Onboard firefighting teams quickly rushed to the scene and managed to completely extinguish the fire within 10 minutes, confirmed Rhodes Fire Service after boarding the ship.
The Greek Coast Guard was on standby, and two fire brigades arrived at the entrance of the cruise ship, which fortunately did not have to intervene.
Port Authority of Rhodes, conducted a preliminary investigation, initially prohibiting the ship to sail. However, after conducting all formalities and safety inspection Celestyal Crystal was allowed to sail to her next destination, the port of Heraklion.
Crew and passengers are safe and no one was injured during the incident.
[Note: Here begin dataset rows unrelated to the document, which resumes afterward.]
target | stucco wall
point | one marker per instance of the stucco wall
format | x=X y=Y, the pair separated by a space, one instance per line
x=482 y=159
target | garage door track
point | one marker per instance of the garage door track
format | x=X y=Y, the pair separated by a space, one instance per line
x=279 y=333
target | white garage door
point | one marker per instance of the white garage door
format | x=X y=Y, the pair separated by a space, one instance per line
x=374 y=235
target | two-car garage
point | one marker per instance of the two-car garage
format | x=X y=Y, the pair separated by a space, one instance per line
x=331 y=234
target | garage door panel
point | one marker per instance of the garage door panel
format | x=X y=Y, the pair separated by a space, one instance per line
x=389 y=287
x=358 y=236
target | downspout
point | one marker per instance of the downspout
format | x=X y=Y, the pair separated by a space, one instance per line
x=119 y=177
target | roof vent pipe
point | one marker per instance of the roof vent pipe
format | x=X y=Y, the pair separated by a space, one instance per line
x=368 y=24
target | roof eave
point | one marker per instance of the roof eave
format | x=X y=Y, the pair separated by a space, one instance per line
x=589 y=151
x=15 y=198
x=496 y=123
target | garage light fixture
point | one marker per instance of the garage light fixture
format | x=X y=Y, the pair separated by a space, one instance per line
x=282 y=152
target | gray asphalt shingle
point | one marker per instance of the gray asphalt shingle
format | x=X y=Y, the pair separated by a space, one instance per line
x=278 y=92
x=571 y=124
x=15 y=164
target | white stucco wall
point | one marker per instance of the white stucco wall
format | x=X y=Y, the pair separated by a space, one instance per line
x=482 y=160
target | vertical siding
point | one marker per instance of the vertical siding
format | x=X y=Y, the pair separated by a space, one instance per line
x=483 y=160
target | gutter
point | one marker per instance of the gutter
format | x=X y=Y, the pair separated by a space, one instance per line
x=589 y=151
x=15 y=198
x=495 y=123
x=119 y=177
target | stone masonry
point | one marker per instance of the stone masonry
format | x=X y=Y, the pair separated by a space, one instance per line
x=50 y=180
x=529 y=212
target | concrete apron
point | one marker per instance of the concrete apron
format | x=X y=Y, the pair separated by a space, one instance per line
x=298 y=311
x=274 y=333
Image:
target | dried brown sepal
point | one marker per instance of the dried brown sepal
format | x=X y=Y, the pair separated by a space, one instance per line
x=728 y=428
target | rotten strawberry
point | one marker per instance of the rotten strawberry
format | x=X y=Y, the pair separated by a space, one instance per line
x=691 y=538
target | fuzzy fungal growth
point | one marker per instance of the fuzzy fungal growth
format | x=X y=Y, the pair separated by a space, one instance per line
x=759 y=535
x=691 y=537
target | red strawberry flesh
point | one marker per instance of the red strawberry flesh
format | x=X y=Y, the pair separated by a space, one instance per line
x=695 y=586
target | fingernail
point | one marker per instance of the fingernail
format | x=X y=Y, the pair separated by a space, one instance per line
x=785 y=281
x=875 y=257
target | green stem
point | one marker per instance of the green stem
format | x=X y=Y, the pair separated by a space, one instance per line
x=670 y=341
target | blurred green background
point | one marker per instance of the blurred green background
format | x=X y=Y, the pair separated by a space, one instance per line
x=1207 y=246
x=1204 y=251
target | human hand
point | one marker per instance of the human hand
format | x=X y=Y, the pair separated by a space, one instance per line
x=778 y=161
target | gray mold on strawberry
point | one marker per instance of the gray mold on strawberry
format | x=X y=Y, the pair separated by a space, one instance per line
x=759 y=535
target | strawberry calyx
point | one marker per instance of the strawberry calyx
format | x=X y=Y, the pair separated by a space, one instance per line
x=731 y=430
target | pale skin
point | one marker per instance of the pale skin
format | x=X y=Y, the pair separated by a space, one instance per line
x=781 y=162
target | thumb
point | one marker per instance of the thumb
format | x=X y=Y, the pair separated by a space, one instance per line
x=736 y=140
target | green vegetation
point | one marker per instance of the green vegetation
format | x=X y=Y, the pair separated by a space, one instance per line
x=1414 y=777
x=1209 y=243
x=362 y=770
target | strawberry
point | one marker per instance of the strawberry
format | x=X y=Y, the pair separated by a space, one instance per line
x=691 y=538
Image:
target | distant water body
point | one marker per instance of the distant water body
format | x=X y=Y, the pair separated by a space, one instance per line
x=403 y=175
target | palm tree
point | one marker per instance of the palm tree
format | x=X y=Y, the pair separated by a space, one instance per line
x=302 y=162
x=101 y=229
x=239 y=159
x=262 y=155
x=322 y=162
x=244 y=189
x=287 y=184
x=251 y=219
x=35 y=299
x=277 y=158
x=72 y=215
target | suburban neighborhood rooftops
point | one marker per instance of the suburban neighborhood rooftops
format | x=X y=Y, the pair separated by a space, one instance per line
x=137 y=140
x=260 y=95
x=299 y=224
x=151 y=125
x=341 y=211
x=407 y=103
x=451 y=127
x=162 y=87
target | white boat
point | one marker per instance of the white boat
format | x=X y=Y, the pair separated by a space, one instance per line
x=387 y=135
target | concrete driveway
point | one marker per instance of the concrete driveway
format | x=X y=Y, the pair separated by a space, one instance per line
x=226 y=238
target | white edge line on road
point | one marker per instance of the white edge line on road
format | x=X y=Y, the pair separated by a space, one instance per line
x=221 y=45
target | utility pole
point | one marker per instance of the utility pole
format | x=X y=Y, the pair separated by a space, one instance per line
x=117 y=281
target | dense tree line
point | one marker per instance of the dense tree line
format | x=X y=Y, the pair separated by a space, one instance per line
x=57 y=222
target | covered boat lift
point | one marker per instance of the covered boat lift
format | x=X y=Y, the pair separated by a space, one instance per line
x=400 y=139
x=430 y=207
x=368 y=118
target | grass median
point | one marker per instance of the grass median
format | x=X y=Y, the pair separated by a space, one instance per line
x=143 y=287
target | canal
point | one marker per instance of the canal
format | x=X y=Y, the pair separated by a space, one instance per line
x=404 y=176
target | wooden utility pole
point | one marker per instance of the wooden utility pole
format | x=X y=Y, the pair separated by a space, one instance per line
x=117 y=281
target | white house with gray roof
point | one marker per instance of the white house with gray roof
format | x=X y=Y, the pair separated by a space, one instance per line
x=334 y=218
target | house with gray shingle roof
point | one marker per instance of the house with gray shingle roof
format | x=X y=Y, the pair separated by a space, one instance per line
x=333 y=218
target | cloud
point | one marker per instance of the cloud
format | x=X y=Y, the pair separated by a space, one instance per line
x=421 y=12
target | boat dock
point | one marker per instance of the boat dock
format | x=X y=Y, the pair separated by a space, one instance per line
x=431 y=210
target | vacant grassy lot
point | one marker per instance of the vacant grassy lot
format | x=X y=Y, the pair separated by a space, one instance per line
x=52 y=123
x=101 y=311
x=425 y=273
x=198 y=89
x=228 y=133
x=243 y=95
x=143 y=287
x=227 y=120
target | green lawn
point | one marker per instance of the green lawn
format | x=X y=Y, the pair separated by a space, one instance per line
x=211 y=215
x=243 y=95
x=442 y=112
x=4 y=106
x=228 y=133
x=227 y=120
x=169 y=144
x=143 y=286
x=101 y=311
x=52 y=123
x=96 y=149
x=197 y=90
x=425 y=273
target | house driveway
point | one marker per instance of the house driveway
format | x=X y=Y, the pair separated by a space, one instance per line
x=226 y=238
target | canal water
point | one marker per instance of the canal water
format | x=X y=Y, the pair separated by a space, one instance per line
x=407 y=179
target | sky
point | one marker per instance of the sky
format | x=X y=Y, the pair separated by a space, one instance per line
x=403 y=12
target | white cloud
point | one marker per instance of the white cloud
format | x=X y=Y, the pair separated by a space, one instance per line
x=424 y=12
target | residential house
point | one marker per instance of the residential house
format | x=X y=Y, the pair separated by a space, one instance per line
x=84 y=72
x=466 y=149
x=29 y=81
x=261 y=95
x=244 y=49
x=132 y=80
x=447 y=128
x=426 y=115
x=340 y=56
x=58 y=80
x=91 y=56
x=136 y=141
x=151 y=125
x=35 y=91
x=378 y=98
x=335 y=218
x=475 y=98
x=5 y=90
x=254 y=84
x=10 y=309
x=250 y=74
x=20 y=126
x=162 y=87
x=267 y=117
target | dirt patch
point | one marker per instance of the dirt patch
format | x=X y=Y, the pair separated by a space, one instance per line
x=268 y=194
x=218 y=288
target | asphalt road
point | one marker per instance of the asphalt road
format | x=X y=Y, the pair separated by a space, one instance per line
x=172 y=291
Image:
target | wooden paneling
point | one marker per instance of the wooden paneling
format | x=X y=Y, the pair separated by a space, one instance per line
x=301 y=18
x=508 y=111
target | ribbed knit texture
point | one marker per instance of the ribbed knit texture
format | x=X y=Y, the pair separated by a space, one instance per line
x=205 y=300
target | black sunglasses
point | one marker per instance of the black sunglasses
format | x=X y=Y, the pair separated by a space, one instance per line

Too much suntan oil!!!!!!!!!!!!!!

Cause of fire? Interesting. Smoking likely. Passenger (cruise) ships usually have just a small smoking area. Usually well away from crowded areas... like the pool area.


Stephen


----------



## thenormandie (Nov 27, 2013)

Stephen J. Card said:


> *Small Fire Breaks Out Aboard Celestyal Crystal*
> Sep 15, 2022
> 
> 
> ...


That particular ship has had more misfortune than most. Originally built as the VIKING SAGA ('80) she was "totaled" by fire during her '86 conversion to SALLY ALBATROSS. As SALLY ALBATROSS in '90 suffered yet another serious fire, rebuilt again as SALLY ALBATROSS by '92, partially sunk in '94, rebuilt again as LEEWARD ('95) for NCL. Several names and owners followed. By '15 as CELESTYAL CRYSTAL she collided with the tanker STI PIMLICO in the Dardanelles. Hmmmm....


----------



## Stephen J. Card (Nov 5, 2006)

'Hellenic Lightning'? Just joking. Misfortune perhaps, but she seems to able soldier on.

Stephen


----------



## shinz (Sep 29, 2018)

That is surely a massive transformation from a Baltic Vehicle carrier to a svelte looking cruise ship looking at this site.


----------